Some of my colleagues at QUT are involved in a new project they describe as 'cultural science' - a combination of cultural studies, economics, and other scientific methodologies, in order to arrive at a more rigorous and testable framework for the study of cultural activity. I've posted some more about this over at snurb.info, and there's now a Cultural Science Website which has more information. I've cross-posted the following blog post on the Cultural Science blog.

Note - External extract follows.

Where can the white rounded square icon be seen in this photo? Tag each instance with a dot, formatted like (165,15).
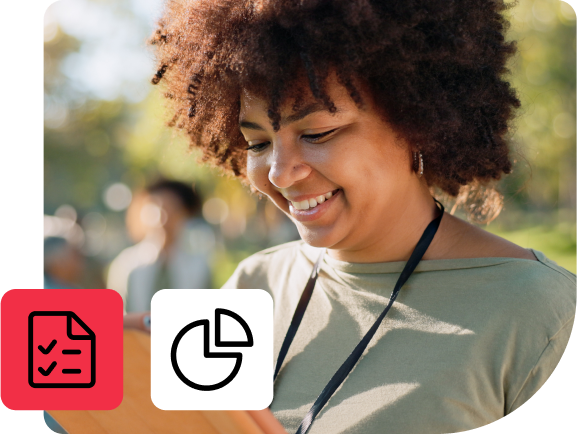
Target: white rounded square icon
(212,349)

I was lucky enough to attend part of the Brisbane meeting which officially kickstarted the project of cultural science, and I've been trying to trace the connections from here to my own work since then. I know little about economics, but for a couple of years before switching to media studies, I trained as a physicist, and a recent blog post by Yihong Ding has made me believe that some fields of physics, too, have valuable models to contribute to cultural science. In particular, it might be worth examining the way that particle and fluid dynamics describes the transition from random interaction at a micro level to orderly and predictable behaviour at a macro level.
But first, some background: the focus of my research is on user-led collaborative content creation, or what I've come to call produsage. One of the fundamental challenges in this field is to understand the processes of collective intelligence that arise in large-scale collaborative environments, and the conditions under which they flourish best. What makes Wikipedia work, for example? What would make it work better? What enables The Wisdom of Crowds to emerge, as James Surowiecki describes it?